Mr., Mrs., Miss, & Ms.
miss /mis/ n.
used in front of the family name of a woman who is not married to speak to her politely, to write to her, or to talk about her
Ex1. Miss Smith
Ms. / mɪz /
used in front of the full or family name of a woman who does not want to be called “Mrs.” or “Miss,” or when you do not know whether she is married or not :
Ex1. Ms. Ramirez called this morning.
Mrs. / ˈmɪsɪz /
used in front of the family name of a married woman in order to speak to her politely, to write to her, or to talk about her :
Ex1. Mrs. Monahan is secretary to the Chairman.
Ex2. Dear Mrs. Wright,…
Mr. / ˈmɪstar /
used in front of the full or family name of a man to speak to him politely, to write to him, or to talk about him :
Ex1. Mr. John Smith
- Mr., Mrs., Miss, and Ms. are used with family names or people’s full names:
Hello, Mr. Gray. | Mrs. Betty Schwarz, 610 Murdock Rd.
- Do not use Mr., Mrs., Miss, or Ms. with a first name alone, or with someone’s job.
For example, do not say Please, Miss teacher or Good morning, Mr.
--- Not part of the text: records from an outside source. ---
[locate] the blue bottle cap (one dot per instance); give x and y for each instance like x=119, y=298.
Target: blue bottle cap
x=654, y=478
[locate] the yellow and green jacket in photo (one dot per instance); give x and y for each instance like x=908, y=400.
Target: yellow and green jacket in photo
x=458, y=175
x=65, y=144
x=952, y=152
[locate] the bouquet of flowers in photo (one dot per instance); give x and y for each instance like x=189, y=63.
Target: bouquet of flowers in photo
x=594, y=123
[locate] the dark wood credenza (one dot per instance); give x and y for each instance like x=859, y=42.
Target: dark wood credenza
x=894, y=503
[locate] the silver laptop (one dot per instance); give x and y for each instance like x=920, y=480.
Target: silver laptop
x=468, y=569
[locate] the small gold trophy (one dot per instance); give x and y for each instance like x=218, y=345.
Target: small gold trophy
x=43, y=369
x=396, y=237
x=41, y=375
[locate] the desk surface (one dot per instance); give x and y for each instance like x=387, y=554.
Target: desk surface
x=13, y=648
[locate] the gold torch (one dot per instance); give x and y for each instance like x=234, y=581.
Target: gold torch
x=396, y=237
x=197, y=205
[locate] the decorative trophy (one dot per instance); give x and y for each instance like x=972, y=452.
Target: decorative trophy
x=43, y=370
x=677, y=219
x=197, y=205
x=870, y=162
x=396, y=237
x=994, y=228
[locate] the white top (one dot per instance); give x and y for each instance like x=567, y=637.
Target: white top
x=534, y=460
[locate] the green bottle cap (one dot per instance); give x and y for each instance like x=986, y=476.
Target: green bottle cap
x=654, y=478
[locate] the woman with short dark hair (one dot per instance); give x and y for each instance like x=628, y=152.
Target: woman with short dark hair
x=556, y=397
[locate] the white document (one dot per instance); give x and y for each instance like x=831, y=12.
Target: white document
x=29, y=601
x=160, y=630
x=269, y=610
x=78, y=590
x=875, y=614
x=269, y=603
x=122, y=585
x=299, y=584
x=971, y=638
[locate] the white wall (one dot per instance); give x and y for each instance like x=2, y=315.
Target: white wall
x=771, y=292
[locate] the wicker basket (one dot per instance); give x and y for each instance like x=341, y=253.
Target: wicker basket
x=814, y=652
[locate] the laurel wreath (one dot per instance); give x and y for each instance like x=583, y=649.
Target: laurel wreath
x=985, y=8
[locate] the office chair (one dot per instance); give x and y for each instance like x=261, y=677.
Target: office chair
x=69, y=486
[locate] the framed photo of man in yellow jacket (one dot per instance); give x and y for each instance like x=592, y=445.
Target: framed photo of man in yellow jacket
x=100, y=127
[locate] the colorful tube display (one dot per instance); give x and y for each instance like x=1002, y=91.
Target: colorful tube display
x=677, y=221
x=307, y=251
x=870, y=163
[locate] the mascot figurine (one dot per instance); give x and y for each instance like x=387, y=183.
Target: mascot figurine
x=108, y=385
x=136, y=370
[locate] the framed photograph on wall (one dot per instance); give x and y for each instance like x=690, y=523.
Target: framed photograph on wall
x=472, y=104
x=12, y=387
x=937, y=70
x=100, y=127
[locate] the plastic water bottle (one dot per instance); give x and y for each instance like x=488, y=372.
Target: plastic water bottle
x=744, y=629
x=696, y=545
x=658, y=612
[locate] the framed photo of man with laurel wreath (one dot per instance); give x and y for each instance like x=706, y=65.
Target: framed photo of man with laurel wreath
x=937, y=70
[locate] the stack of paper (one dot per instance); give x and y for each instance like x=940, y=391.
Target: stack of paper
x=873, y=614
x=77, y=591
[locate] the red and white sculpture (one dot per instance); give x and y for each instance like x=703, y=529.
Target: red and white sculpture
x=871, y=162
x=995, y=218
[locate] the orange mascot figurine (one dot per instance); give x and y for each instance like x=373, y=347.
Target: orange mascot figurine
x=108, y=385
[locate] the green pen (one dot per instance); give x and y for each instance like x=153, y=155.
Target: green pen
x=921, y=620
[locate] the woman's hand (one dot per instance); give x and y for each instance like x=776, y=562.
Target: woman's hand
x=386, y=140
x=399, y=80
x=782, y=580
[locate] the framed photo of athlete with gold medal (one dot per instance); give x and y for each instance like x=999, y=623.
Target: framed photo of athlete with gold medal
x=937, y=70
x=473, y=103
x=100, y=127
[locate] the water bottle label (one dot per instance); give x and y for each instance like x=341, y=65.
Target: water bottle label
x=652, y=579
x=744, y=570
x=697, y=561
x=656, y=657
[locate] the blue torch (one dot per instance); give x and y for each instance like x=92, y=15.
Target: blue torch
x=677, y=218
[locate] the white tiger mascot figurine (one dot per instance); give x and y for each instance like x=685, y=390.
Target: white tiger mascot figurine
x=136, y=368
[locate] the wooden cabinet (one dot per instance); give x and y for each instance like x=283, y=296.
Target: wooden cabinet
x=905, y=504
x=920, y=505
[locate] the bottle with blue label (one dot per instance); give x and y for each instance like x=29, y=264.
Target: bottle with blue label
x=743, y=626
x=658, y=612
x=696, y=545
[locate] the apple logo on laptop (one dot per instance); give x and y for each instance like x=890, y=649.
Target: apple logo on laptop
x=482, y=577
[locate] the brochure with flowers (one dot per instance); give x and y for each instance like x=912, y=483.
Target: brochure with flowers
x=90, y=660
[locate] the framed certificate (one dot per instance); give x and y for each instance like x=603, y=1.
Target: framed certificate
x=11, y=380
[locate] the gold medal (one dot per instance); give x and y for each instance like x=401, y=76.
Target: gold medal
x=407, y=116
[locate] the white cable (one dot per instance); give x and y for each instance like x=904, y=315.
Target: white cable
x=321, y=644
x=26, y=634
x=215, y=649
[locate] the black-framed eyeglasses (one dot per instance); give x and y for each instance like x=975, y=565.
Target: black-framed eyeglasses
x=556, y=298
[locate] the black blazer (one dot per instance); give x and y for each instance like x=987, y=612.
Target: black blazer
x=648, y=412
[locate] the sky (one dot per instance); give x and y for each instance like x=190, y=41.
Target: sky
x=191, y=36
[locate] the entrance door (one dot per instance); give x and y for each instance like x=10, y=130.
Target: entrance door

Jerry.
- When you are talking or writing to someone directly, you do not usually use their full name.
For example, say Hello, Mr. Smith not Hello, Mr. Alan Smith.
- If you do not know the name of the person you are writing to, address the letter Dear Sir or Dear Madam, not Dear Mr. or Dear Mrs. Many women, especially younger women, prefer to be addressed as Ms. rather than Miss or Mrs., because Ms. does not draw attention to whether or not the woman is married.